In a different article in InformationWeek [Patents On Their Minds; The Supreme Court is remolding patent law to today's business realities. As of last week, that means making patents harder to get and defend, May 7, page 25] Chris Murphy wrote:

The cases show the Supreme Court justices taking to heart public
criticism of the U.S. patent system, and the attention's likely to continue, says
Harold Wegner, a patent attorney with Foley & Lardner. The court is working to
update the system, says IBM's Kappos, to accommodate forces such as
globalization, greater collaboration, open source innovation, and changing business
models. "The court is realizing it's not just about the patents, it's about how
people work," he says. "The court realizes there's more incremental innovation
occurring all the time."

There's also patent reform legislation pending in the House and
Senate. Many independent inventors and small companies oppose that legislation,
saying it would make it easier for big companies-IBM has received the largest
number of patents, by far, for 13 straight years-to use their deep pockets to
bully them out of the process. Kappos says IBM's starting a wiki this week,
calling it an Innovator's Forum, to give small companies a platform on patent reform.

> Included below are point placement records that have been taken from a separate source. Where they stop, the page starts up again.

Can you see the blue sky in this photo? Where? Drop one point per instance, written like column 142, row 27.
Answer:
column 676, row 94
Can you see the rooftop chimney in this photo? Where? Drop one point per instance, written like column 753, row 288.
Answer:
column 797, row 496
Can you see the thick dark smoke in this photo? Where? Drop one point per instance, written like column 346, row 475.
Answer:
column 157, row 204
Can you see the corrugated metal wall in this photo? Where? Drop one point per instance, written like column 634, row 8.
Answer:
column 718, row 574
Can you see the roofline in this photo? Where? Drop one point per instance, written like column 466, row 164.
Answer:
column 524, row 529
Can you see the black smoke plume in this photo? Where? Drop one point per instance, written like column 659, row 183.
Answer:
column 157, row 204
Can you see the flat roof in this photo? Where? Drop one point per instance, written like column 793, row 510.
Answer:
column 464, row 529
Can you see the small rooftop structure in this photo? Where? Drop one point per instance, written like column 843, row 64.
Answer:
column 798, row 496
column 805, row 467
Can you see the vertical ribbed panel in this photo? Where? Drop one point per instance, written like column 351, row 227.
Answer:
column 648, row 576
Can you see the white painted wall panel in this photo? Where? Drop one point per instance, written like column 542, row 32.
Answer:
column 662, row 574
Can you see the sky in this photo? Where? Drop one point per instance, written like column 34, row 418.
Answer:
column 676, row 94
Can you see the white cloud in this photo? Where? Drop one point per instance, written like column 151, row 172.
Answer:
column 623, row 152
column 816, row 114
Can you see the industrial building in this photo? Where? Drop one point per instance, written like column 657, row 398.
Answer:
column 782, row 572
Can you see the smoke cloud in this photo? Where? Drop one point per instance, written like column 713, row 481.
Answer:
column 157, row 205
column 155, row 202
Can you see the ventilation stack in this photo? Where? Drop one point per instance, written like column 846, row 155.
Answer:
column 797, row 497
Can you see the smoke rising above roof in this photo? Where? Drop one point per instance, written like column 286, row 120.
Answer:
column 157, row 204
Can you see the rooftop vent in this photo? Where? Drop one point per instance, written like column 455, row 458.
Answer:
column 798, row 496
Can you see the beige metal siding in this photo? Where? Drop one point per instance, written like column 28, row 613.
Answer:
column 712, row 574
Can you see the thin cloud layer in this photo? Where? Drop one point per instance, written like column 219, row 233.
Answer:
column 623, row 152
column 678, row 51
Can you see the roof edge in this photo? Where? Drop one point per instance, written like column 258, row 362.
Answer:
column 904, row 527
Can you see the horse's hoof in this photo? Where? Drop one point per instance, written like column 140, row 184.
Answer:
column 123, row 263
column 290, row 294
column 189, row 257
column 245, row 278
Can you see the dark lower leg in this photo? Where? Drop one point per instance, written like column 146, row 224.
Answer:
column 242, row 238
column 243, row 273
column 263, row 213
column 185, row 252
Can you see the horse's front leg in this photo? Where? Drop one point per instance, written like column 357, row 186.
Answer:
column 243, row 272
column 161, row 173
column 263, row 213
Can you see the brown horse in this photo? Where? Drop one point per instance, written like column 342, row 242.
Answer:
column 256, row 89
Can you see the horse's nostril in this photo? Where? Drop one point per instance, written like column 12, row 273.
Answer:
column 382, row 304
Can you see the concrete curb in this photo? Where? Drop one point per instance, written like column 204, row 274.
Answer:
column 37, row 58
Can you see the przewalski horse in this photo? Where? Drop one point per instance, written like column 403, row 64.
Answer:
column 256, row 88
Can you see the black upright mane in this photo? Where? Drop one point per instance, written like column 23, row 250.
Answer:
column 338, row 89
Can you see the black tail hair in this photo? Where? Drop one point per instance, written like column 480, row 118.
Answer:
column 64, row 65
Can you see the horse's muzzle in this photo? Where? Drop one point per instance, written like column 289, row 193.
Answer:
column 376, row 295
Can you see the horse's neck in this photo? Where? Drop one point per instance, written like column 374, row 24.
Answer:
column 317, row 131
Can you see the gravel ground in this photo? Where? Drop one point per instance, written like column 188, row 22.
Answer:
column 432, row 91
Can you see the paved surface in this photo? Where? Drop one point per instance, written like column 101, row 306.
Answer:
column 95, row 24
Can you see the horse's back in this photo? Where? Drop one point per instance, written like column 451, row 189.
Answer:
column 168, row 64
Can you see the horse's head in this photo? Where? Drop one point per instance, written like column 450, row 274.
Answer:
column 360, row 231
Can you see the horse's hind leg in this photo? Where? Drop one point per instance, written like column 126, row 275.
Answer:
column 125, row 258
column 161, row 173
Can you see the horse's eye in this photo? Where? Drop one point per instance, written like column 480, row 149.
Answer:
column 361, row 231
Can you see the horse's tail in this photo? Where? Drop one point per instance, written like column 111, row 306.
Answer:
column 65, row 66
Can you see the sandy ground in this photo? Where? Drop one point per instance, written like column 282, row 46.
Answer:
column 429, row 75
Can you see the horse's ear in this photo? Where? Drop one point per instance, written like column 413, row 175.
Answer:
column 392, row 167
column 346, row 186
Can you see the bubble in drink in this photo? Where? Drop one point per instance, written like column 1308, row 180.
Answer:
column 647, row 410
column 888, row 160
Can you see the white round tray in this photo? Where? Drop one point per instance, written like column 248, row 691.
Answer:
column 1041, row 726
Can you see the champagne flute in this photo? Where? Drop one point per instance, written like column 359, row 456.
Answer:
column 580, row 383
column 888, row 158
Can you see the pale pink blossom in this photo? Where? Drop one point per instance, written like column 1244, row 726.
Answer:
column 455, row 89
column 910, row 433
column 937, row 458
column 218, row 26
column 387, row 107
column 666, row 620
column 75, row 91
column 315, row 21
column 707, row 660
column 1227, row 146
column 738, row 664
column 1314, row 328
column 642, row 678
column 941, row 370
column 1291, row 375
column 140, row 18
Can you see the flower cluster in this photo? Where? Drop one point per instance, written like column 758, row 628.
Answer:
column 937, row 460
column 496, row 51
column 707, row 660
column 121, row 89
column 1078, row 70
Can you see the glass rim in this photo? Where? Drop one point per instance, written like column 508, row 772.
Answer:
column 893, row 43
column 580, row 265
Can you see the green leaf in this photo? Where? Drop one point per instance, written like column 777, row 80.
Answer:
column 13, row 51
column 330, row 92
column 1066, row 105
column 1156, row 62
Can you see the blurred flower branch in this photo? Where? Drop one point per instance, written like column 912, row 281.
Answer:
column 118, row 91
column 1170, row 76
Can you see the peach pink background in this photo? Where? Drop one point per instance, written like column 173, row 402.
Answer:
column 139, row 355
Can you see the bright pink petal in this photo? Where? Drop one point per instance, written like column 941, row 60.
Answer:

The KSR decision's real impact is yet to be determined. Wegner
considers it a "very moderate" opinion, making it a bit harder to get a patent and
making it a bit easier for a jury to invalidate a patent. Thomas Woolston, the CEO
of MercExchange, says he isn't worried. While the Supreme Court broadened
the tests to prove a patent's nonobviousness, courts still must rely on evidence,
not a "feeling" that something's obvious. That's all inventors want, he says.
"All inventions are obvious in hindsight," Woolston says. Kappos likes the
KSR decision because it will make it easier to distinguish the good patents
from the bad ones.

So, is this a ruling that big and small inventors-two opposing
camps on patent reforms-both can like? It seems so. That's the one thing
everyone agrees on-that we need better, stronger patents. Because every inventor thinks his creation bears the mark of originality and genius.


IPBiz notes that Murphy did NOT discuss the impact of the creation of an "obvious to try" standard with the death of In re Deuel. Murphy did not mention the happiness expressed in India over KSR v. Teleflex. One wonders if Woolston's sentiments are the same as those of PIA? Is pharma going to happy if all "chiral switch" (enantiomeric) drugs are deemed "obvious to try"?